Genetic risk scores help predict type 2 diabetes
The common genetic changes associated with type 2 diabetes have been extensively studied in people of European ancestry. However, it is not known whether all previous findings can be applied to people of south Asian ancestry, who are disproportionately affected yet also underrepresented in genetic studies. The new study used genomic and routine health data from Genes & Health, a large, population study of British Pakistanis and British Bangladeshis, including 7,599 with a diagnosis of type 2 diabetes.

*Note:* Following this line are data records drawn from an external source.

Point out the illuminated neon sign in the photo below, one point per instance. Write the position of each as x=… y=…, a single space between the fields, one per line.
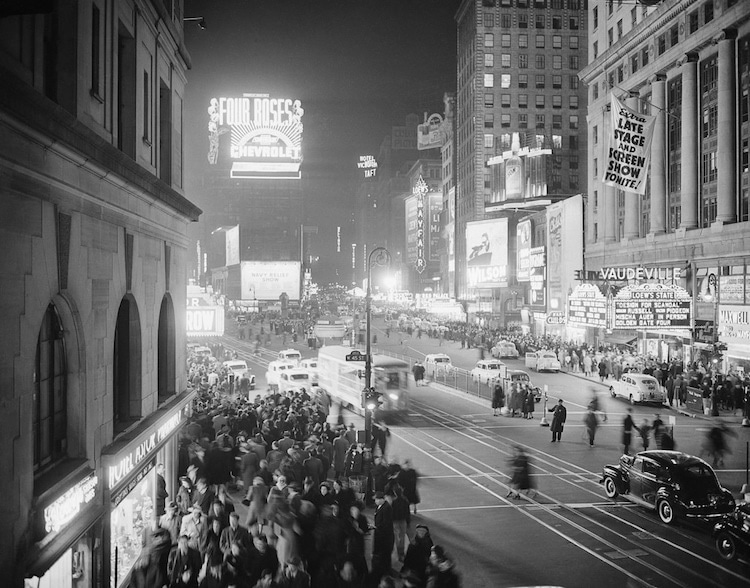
x=266 y=135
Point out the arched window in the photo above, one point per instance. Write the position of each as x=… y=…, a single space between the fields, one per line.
x=50 y=418
x=126 y=385
x=166 y=352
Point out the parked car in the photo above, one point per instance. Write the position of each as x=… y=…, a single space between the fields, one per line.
x=437 y=364
x=504 y=350
x=543 y=361
x=486 y=370
x=675 y=484
x=291 y=355
x=732 y=533
x=274 y=371
x=636 y=388
x=295 y=379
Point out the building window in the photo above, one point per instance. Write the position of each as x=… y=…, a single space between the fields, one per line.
x=50 y=410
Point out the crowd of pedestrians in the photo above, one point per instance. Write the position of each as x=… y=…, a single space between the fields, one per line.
x=274 y=495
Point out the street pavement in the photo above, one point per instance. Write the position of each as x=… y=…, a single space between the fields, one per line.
x=568 y=534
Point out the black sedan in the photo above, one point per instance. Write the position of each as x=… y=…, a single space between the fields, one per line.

The researchers found significant genetic differences in type 2 diabetes risk compared to what had been seen in previous studies on European populations. Out of 338 genetic loci identified in European populations, just 76 (22.5%) were transferable to the study population of British Pakistanis and British Bangladeshis. The team then constructed a type 2 diabetes polygenic risk score for the population in the study. When combined with QDiabetes, a routinely-used clinical risk score, the tool improved the prediction of type 2 diabetes (OR per SD of 1.57, 95% CI 1.50-1.65). The tool was particularly effective in assessing risk in British Pakistani and British Bangladeshi people under the age of 40 (net reclassification index 5.6%, 95% CI 3.6 -- 7.6%), and also in predicting the development of type 2 diabetes after gestational diabetes. Finally, the polygenic risk score was able to elucidate disease subgroups which are linked to differences in the risk of future diabetes complications.